When deciding on a treatment method, special consideration should be given to each patient's unique condition as well as the precise location and origin of the aneurysm. All three therapeutic methods, including bypass surgery, TAE, and combined/hybrid methods, can be used [49]. The TAE or combined/hybrid methods seemed to be the best and also safe methods with a high success rate [43, 49]. Endovascular methods can also be used for large or multiple PDAA, as well as conditions that cause obstructive jaundice.
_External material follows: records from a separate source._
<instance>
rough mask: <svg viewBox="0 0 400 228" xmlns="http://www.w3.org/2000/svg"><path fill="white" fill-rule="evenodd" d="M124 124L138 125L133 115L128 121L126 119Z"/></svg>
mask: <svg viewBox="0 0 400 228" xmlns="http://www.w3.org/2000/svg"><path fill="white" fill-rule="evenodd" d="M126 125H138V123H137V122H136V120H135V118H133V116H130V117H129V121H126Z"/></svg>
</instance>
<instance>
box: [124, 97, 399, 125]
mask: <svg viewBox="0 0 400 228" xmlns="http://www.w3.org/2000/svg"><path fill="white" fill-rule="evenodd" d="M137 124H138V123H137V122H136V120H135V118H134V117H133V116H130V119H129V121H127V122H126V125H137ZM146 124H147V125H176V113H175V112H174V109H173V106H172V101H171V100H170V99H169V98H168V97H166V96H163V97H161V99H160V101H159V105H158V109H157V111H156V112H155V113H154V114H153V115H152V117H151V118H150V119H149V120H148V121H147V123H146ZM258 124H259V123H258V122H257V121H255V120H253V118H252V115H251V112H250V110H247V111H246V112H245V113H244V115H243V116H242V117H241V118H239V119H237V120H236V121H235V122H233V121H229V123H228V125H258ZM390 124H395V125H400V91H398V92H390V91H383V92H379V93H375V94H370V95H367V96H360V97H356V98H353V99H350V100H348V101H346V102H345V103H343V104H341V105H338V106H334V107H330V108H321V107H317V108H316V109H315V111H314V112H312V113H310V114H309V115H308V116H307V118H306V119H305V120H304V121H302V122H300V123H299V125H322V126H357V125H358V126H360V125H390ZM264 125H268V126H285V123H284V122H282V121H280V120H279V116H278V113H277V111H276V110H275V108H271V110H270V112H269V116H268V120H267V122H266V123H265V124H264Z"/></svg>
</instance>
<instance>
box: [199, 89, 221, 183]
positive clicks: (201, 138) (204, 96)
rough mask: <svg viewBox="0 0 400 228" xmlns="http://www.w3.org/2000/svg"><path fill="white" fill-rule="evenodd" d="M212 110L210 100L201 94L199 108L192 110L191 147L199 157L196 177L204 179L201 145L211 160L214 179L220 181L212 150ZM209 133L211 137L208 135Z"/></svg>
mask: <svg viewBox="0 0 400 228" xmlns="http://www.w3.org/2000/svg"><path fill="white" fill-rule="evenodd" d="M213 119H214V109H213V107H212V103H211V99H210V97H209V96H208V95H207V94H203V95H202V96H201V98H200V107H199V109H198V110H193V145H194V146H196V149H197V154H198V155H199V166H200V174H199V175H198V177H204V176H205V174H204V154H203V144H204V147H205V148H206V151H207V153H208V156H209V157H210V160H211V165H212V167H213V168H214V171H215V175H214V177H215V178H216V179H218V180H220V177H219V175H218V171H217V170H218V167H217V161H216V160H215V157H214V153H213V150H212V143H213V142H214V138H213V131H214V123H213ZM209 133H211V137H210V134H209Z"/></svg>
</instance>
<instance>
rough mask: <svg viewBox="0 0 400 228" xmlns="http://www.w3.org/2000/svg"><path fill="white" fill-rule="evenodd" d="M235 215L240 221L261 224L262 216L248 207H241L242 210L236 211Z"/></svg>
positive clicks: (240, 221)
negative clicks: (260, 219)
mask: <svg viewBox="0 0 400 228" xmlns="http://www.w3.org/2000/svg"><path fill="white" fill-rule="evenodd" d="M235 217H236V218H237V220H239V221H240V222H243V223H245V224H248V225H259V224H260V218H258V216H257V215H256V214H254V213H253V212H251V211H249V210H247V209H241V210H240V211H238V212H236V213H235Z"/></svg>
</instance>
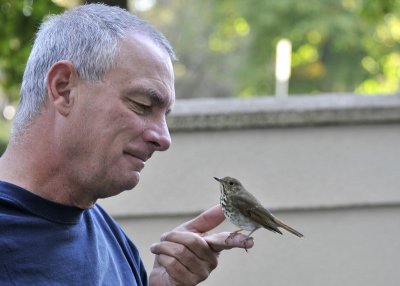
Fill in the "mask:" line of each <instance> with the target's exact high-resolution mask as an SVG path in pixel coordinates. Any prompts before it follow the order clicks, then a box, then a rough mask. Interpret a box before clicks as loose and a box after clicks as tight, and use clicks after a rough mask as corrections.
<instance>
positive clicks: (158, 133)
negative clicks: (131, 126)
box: [143, 119, 171, 151]
mask: <svg viewBox="0 0 400 286" xmlns="http://www.w3.org/2000/svg"><path fill="white" fill-rule="evenodd" d="M143 137H144V140H145V141H146V142H148V143H150V144H152V145H153V146H154V147H155V150H156V151H165V150H167V149H168V148H169V146H171V135H170V134H169V130H168V125H167V122H166V120H165V119H163V120H161V121H160V122H155V123H154V124H152V125H151V126H148V128H146V129H145V131H144V133H143Z"/></svg>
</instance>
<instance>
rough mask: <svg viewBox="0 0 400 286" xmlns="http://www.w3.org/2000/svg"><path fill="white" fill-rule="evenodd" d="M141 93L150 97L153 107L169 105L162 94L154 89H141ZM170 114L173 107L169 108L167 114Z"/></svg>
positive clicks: (140, 92)
mask: <svg viewBox="0 0 400 286" xmlns="http://www.w3.org/2000/svg"><path fill="white" fill-rule="evenodd" d="M139 93H141V94H143V95H146V96H148V97H149V98H150V101H151V104H152V105H155V106H158V107H164V106H167V104H168V103H167V101H166V100H165V99H164V98H163V97H162V96H161V94H160V93H159V92H158V91H157V90H155V89H153V88H140V89H139ZM171 106H172V104H171ZM170 112H171V107H168V109H167V111H166V114H169V113H170Z"/></svg>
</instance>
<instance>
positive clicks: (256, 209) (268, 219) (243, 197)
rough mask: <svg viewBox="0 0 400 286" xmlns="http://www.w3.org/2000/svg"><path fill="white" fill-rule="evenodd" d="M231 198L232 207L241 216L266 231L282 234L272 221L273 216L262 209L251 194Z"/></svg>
mask: <svg viewBox="0 0 400 286" xmlns="http://www.w3.org/2000/svg"><path fill="white" fill-rule="evenodd" d="M231 196H232V205H233V206H234V207H235V208H236V209H238V210H239V211H240V213H241V214H242V215H244V216H245V217H248V218H250V219H252V220H253V221H255V222H256V223H258V224H260V225H262V226H263V227H265V228H266V229H269V230H271V231H274V232H278V233H280V234H282V232H281V231H280V230H279V229H278V226H277V224H276V223H275V221H274V216H273V215H272V214H271V213H270V212H269V211H268V210H267V209H266V208H264V207H263V206H262V205H261V204H260V203H259V202H258V200H257V199H256V198H255V197H254V196H253V195H252V194H250V193H246V194H234V195H231Z"/></svg>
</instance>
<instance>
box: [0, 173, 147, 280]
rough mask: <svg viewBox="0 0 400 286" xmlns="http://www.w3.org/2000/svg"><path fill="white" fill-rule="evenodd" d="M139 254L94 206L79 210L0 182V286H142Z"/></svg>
mask: <svg viewBox="0 0 400 286" xmlns="http://www.w3.org/2000/svg"><path fill="white" fill-rule="evenodd" d="M147 283H148V282H147V274H146V271H145V268H144V265H143V262H142V260H141V258H140V256H139V252H138V250H137V248H136V247H135V245H134V244H133V243H132V242H131V241H130V240H129V239H128V238H127V236H126V235H125V234H124V232H123V231H122V230H121V228H120V227H119V226H118V224H117V223H116V222H115V221H114V220H113V219H112V218H111V217H110V216H109V215H108V214H107V213H106V212H105V211H104V210H103V209H102V208H101V207H100V206H98V205H95V206H94V207H93V208H90V209H86V210H82V209H79V208H75V207H71V206H66V205H61V204H58V203H55V202H51V201H48V200H46V199H44V198H42V197H39V196H37V195H35V194H33V193H31V192H29V191H27V190H25V189H23V188H20V187H18V186H15V185H12V184H9V183H6V182H1V181H0V285H113V286H114V285H147Z"/></svg>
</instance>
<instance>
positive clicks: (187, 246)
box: [161, 231, 218, 271]
mask: <svg viewBox="0 0 400 286" xmlns="http://www.w3.org/2000/svg"><path fill="white" fill-rule="evenodd" d="M161 241H162V242H171V243H173V244H174V245H177V246H175V249H168V250H166V251H167V252H168V251H173V252H174V255H177V256H178V257H179V259H182V258H180V257H181V256H183V255H185V254H186V255H189V253H183V251H184V249H182V248H181V247H182V246H184V247H185V248H186V249H187V250H189V251H190V252H191V254H193V256H196V258H197V259H199V260H200V261H198V262H197V261H196V262H197V263H200V262H201V263H202V264H206V268H207V270H208V271H210V270H213V269H214V268H215V267H217V264H218V255H217V254H216V253H215V252H214V251H212V249H211V248H210V247H209V244H208V243H207V242H206V241H205V240H204V238H203V237H201V236H200V235H199V234H197V233H193V232H187V231H186V232H181V231H171V232H168V233H165V234H163V235H162V236H161ZM178 257H177V258H178ZM191 261H193V257H190V260H189V261H185V262H183V263H184V264H185V265H190V263H191ZM194 267H196V265H195V266H194Z"/></svg>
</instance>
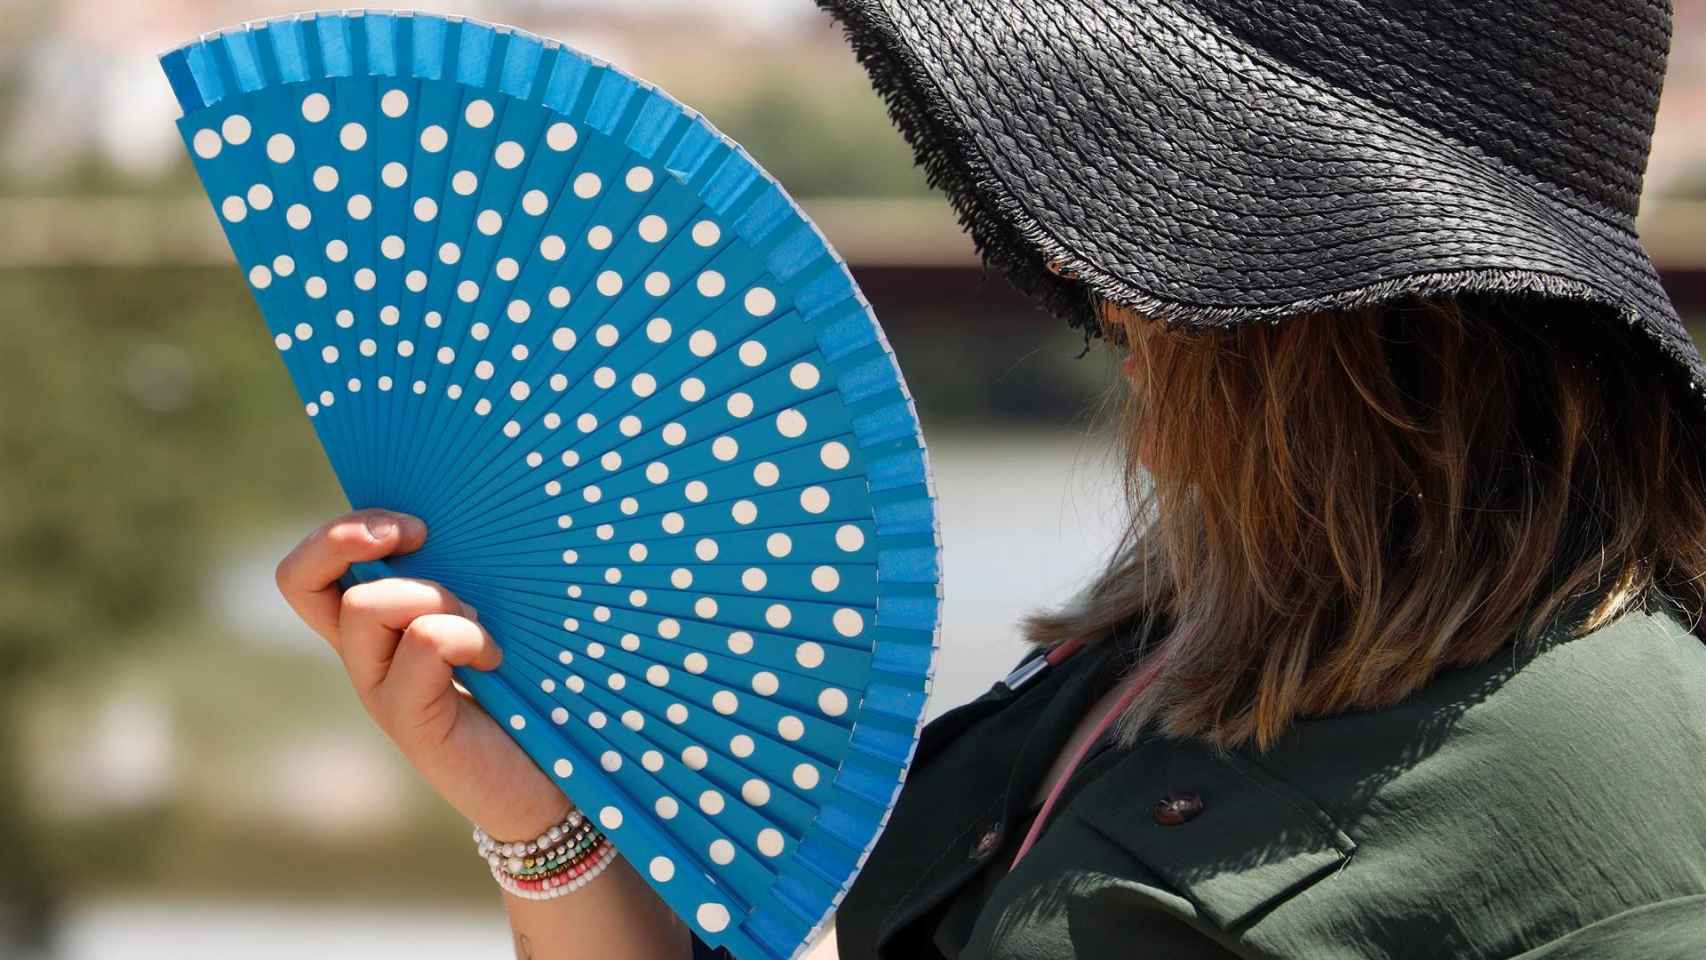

Although we decided to perform TAE first, unfortunately, this procedure could not be completed as planned. The large size of the largest aneurysm, evidence of severe compression effect of aneurysms on CBD leading to chronic parenchymal disease, the multiplicity of aneurysms, accompanying MALS, and the presence of surgery indications mentioned by Kubota et al. [48] were other factors that led us to choose a surgical plan for the next step. However, in similar cases, including giant or multiple PDAA cases with obstructive jaundice, we recommend using the endovascular or hybrid method under any circumstances.

Conclusion

PDAA following celiac occlusion is one of the rarest causes of obstructive jaundice. So in patients with cholestatic jaundice accompanied by a mass in the pancreatic head with peripheral calcification, it is recommended not to forget this rare cause before invasive procedures such as ERCP, fine needle aspiration, and biopsy to prevent catastrophic hemorrhage. Due to the high mortality and morbidity associated with this condition, further evaluation with CTA is advised when this condition is suspected. The treatment method depends on each patient's clinical scenario and imaging findings and can be chosen between surgery or endovascular therapy, or a combined method.